Once you understand that currencies are quoted in pairs it gets a little easier to know how to read them. Whenever the quote moves higher it means the base currency is rising in value. When the quote moves lower it means the base currency is weakening. With Forex trading you aren't exactly buying a currency, you are exchanging one for another. When you "buy" a specific currency you are expecting it to rise in value against the one you exchanged it for.

Forex quotes will always come in five numbers. The last number, or smallest increment, is known as a pip. There are two parts two a Forex quote: the bid price and ask price. The bid price that where the market maker is willing to buy the currency. The ask price is that where the market maker is willing to sell the currency. The cost of the trade is the spread between the ask and bid price. A quote for USD/CAD of 1.2031/36 indicates a spread of five pips. This spread must be made up before the trade becomes profitable.

Understanding Forex Quotes

The best way to get a grip is to look at a typical trade. Assume you expect the US dollar (USD) to rise in value against the Swiss franc (CHF). To execute the trade you would need to simultaneously sell francs and buy dollars. The current quote is USD/CHF 1.1645/50.

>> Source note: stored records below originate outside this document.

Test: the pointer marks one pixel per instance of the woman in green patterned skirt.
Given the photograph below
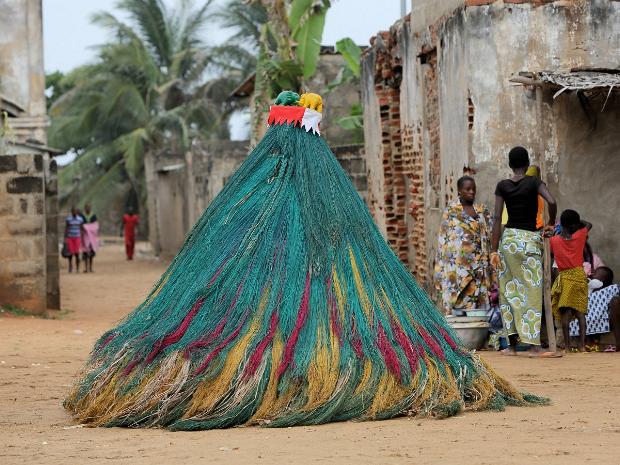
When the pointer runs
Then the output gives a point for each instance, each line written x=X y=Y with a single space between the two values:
x=518 y=258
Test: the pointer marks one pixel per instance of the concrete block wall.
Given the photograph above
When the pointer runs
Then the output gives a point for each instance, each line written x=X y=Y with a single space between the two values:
x=353 y=161
x=460 y=115
x=23 y=257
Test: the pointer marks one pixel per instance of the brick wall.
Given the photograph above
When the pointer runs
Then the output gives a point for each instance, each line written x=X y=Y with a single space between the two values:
x=353 y=161
x=387 y=78
x=23 y=263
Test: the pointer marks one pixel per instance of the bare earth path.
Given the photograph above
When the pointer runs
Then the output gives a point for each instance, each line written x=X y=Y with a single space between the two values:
x=38 y=360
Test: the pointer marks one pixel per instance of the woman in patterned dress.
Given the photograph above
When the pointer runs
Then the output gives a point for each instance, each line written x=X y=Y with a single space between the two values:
x=518 y=257
x=463 y=274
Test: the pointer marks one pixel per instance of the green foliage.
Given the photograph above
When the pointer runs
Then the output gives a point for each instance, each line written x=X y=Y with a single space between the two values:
x=146 y=89
x=352 y=53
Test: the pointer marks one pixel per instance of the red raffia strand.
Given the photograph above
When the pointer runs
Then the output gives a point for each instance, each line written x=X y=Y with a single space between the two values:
x=177 y=334
x=301 y=319
x=222 y=345
x=407 y=346
x=431 y=343
x=356 y=341
x=388 y=353
x=257 y=355
x=106 y=341
x=286 y=115
x=448 y=339
x=213 y=335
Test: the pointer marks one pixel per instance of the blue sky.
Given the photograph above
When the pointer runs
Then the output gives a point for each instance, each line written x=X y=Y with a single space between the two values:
x=69 y=36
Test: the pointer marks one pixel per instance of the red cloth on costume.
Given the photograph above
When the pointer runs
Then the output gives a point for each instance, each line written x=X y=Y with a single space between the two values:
x=568 y=253
x=130 y=222
x=74 y=244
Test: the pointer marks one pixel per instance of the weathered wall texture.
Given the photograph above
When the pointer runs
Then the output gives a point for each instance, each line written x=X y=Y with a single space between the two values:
x=459 y=113
x=22 y=232
x=22 y=79
x=29 y=274
x=337 y=103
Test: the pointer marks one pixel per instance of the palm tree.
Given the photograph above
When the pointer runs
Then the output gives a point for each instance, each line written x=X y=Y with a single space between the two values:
x=148 y=88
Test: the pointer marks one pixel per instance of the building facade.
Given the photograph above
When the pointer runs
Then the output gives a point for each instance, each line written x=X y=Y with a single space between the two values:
x=441 y=100
x=29 y=268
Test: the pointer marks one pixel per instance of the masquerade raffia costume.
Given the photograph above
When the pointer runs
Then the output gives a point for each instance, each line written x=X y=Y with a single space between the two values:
x=285 y=306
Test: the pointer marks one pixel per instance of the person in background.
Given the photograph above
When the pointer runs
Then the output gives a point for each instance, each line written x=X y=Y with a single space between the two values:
x=569 y=295
x=90 y=239
x=591 y=261
x=614 y=320
x=534 y=171
x=463 y=274
x=73 y=234
x=602 y=292
x=519 y=256
x=129 y=230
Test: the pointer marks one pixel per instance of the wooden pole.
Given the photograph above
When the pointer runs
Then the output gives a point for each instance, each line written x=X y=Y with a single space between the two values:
x=547 y=252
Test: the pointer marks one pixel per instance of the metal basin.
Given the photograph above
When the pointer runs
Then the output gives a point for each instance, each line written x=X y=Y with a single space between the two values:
x=473 y=334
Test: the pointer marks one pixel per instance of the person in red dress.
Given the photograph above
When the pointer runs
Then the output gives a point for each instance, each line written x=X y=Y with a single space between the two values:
x=130 y=229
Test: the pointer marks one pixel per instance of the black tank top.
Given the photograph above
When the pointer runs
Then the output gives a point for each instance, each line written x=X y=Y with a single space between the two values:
x=521 y=198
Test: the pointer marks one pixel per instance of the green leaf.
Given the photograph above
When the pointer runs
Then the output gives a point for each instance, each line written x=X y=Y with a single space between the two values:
x=309 y=43
x=351 y=53
x=307 y=21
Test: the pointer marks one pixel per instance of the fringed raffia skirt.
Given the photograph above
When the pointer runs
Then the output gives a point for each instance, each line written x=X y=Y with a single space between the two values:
x=284 y=307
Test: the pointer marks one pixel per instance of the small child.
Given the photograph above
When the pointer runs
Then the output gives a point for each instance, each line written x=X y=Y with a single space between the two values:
x=569 y=295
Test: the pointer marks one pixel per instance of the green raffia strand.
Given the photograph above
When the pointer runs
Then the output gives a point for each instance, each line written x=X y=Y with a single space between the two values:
x=287 y=98
x=288 y=212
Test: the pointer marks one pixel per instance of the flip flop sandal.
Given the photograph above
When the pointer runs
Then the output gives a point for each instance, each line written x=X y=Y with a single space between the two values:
x=546 y=355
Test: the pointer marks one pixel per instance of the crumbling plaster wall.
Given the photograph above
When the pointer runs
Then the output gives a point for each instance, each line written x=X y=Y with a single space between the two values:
x=478 y=46
x=373 y=140
x=21 y=55
x=589 y=170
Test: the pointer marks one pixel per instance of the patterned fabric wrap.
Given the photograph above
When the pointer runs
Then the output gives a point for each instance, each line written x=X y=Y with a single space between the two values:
x=463 y=274
x=285 y=306
x=570 y=289
x=520 y=282
x=597 y=318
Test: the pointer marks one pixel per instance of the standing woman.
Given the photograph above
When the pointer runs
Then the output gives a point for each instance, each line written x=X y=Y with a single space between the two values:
x=519 y=255
x=129 y=229
x=463 y=274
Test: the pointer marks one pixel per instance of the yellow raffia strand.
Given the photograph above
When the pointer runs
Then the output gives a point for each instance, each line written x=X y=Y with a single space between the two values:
x=365 y=377
x=91 y=409
x=449 y=387
x=272 y=405
x=430 y=384
x=209 y=392
x=497 y=382
x=340 y=291
x=158 y=290
x=126 y=404
x=389 y=393
x=323 y=372
x=359 y=285
x=312 y=101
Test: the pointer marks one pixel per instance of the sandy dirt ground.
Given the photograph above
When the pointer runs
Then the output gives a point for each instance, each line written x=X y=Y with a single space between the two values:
x=39 y=358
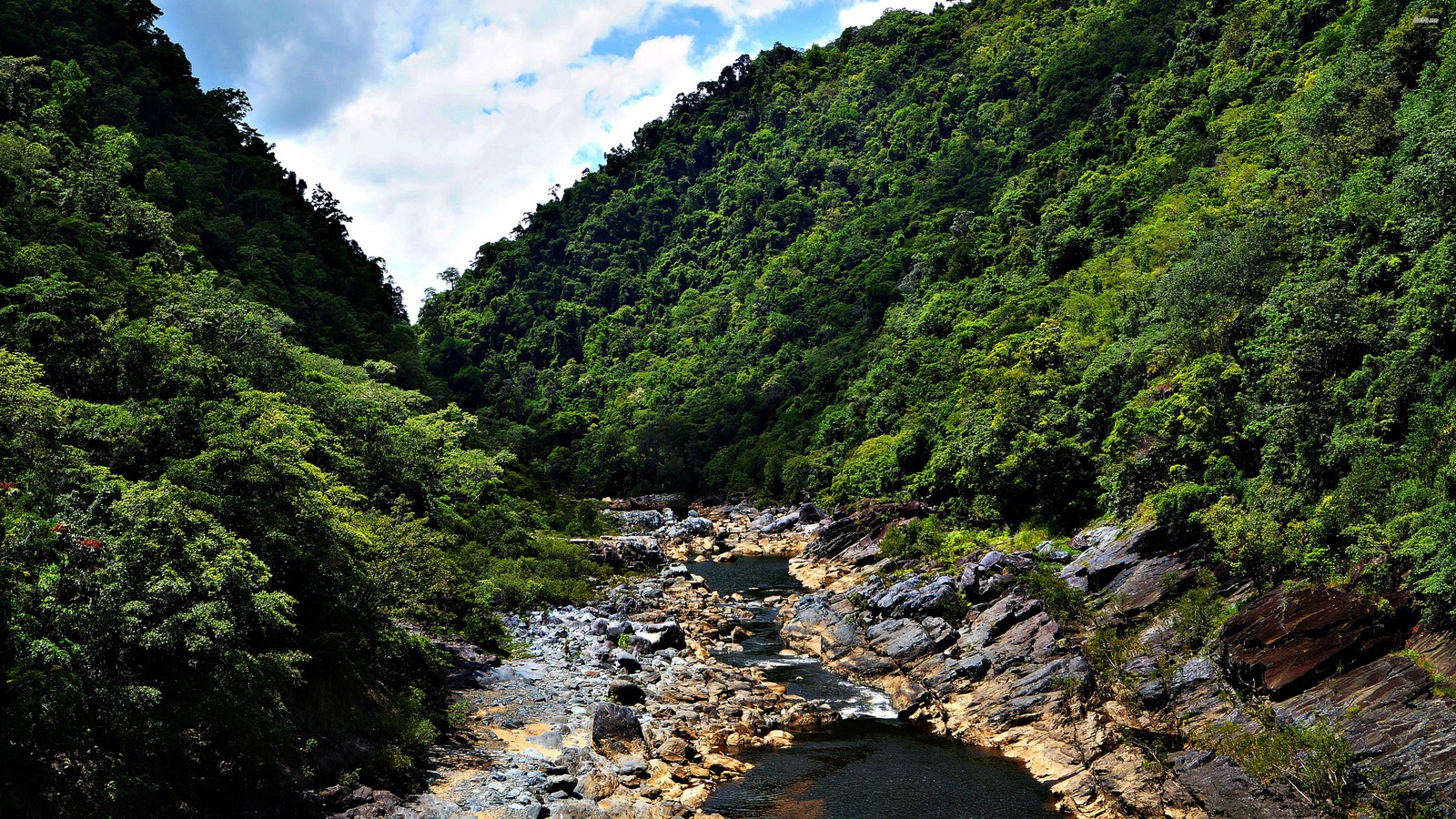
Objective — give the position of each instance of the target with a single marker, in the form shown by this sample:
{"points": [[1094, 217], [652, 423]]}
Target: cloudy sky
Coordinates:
{"points": [[440, 123]]}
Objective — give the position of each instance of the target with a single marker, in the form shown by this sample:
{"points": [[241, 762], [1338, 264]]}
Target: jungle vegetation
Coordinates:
{"points": [[1037, 263], [229, 516]]}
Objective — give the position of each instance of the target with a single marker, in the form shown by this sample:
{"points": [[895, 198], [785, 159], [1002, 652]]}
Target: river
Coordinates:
{"points": [[866, 765]]}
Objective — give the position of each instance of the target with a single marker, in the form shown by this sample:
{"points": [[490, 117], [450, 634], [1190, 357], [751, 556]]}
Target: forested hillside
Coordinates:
{"points": [[1036, 263], [218, 508]]}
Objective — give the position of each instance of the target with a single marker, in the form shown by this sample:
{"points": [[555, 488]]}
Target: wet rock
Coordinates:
{"points": [[902, 640], [615, 729], [625, 693], [783, 523], [812, 513], [579, 811], [674, 749], [1286, 642], [660, 637]]}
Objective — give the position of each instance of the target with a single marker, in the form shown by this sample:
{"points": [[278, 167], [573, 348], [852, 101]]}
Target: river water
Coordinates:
{"points": [[866, 765]]}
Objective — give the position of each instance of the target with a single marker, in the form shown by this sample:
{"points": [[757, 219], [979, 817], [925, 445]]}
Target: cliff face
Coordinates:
{"points": [[1135, 700]]}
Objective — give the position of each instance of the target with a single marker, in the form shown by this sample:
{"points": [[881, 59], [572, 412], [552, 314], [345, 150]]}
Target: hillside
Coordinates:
{"points": [[1036, 263], [225, 525]]}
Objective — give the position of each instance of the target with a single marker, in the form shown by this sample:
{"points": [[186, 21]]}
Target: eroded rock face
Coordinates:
{"points": [[1285, 642], [1392, 720], [1014, 678]]}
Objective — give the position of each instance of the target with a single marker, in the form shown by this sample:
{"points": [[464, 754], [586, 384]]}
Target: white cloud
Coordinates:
{"points": [[440, 123], [871, 11]]}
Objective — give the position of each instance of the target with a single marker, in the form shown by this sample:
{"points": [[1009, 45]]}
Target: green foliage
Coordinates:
{"points": [[1034, 263], [1067, 603]]}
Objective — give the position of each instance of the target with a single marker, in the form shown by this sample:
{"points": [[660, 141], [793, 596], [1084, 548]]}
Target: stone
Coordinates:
{"points": [[1286, 642], [579, 811], [1225, 792], [674, 749], [783, 523], [1107, 551], [659, 637]]}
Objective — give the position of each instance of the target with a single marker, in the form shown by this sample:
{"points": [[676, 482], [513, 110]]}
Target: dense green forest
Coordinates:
{"points": [[1037, 263], [216, 516]]}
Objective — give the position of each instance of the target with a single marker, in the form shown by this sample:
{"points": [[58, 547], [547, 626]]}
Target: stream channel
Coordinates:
{"points": [[866, 765]]}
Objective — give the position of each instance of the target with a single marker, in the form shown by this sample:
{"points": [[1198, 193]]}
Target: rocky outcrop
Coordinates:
{"points": [[625, 552], [972, 652], [1286, 642]]}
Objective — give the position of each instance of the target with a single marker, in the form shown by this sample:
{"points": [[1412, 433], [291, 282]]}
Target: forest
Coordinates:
{"points": [[1037, 263]]}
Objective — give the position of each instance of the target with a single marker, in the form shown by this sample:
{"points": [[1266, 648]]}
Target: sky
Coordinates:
{"points": [[439, 124]]}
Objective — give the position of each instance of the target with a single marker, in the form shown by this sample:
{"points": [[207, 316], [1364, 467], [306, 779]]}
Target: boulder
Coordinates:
{"points": [[1225, 792], [1107, 551], [615, 729], [783, 523], [660, 637], [625, 693], [1288, 642]]}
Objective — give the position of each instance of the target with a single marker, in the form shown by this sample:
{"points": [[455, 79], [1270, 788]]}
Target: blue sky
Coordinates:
{"points": [[440, 123]]}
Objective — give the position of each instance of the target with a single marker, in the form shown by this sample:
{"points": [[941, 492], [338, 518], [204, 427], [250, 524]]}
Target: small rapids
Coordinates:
{"points": [[866, 765]]}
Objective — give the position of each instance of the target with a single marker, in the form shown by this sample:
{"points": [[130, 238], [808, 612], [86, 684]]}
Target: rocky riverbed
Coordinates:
{"points": [[618, 709], [1108, 665], [1123, 702]]}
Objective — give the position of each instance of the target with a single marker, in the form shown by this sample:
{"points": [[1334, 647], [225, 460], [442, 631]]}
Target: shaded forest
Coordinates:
{"points": [[1036, 263]]}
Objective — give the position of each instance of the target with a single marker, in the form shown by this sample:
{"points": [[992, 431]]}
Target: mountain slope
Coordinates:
{"points": [[213, 537], [1036, 263]]}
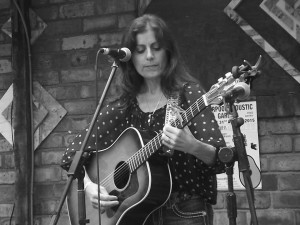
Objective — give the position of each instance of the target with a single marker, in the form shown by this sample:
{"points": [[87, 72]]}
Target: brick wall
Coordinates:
{"points": [[63, 63]]}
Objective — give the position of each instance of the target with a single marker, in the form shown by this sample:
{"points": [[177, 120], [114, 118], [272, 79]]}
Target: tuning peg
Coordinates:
{"points": [[220, 80], [228, 75]]}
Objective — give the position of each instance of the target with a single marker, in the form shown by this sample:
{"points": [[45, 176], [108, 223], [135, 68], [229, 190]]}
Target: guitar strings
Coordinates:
{"points": [[123, 168], [133, 162]]}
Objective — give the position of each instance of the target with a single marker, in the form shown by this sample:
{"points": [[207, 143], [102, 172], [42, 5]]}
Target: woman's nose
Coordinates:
{"points": [[149, 55]]}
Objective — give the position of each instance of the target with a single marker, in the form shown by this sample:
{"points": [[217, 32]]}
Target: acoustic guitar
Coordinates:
{"points": [[127, 172]]}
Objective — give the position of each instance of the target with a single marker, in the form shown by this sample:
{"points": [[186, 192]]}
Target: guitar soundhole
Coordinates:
{"points": [[121, 175]]}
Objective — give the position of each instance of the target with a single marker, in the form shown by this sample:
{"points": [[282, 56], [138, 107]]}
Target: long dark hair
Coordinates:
{"points": [[175, 74]]}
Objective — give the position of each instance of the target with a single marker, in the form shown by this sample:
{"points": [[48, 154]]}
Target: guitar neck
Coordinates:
{"points": [[152, 146]]}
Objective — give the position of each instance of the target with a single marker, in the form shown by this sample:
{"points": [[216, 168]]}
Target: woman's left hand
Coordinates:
{"points": [[179, 139], [183, 140]]}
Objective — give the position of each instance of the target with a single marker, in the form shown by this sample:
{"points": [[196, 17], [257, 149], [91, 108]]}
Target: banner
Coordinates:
{"points": [[247, 111]]}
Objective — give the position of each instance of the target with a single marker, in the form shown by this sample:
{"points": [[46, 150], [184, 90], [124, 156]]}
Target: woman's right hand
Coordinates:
{"points": [[106, 200]]}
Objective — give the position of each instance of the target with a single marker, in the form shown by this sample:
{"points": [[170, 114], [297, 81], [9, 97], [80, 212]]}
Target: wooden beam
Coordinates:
{"points": [[22, 113]]}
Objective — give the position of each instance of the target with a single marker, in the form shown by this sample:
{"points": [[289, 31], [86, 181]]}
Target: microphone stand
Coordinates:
{"points": [[76, 170], [229, 155]]}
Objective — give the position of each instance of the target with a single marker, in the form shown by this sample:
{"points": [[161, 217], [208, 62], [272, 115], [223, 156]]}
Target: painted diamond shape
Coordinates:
{"points": [[47, 113], [5, 126], [55, 113]]}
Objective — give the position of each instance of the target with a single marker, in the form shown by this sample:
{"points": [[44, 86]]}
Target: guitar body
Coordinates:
{"points": [[140, 192]]}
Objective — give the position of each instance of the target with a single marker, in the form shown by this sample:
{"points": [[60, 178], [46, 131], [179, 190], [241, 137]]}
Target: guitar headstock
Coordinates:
{"points": [[245, 73]]}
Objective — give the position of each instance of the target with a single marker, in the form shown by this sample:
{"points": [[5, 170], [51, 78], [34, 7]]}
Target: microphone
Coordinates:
{"points": [[123, 54], [240, 91]]}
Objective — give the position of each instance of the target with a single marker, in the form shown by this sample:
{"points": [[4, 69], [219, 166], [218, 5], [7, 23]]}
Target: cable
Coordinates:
{"points": [[31, 107]]}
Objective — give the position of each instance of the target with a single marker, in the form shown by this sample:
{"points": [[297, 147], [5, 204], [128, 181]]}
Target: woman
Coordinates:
{"points": [[154, 77]]}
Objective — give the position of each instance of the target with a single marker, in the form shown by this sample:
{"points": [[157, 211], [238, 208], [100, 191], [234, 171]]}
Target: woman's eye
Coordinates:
{"points": [[156, 47], [139, 49]]}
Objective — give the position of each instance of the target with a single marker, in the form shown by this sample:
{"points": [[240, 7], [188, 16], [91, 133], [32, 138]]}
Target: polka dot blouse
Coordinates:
{"points": [[189, 174]]}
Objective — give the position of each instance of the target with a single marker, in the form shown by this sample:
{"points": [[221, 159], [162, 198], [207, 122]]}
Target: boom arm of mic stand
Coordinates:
{"points": [[242, 158], [77, 163]]}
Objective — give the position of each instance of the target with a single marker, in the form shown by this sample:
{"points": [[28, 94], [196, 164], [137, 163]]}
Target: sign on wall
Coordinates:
{"points": [[247, 111]]}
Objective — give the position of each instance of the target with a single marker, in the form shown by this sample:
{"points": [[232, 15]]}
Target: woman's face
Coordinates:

You execute the trade and buy $100,000 and sell 116,450 francs. You are now long the USD and short the CHF. You need the asking price to move above 1.1650 to make a profit on the trade. But something goes wrong and the price moves down to 1.1045. To stop the loss you need to sell the dollars and buy back the francs. You sell your $100,000 for 110,450 francs for a loss of 6,000 francs. To convert the loss to USD, simply divide by the exchange rate. In this case the 6,000 franc loss converts to $5,432.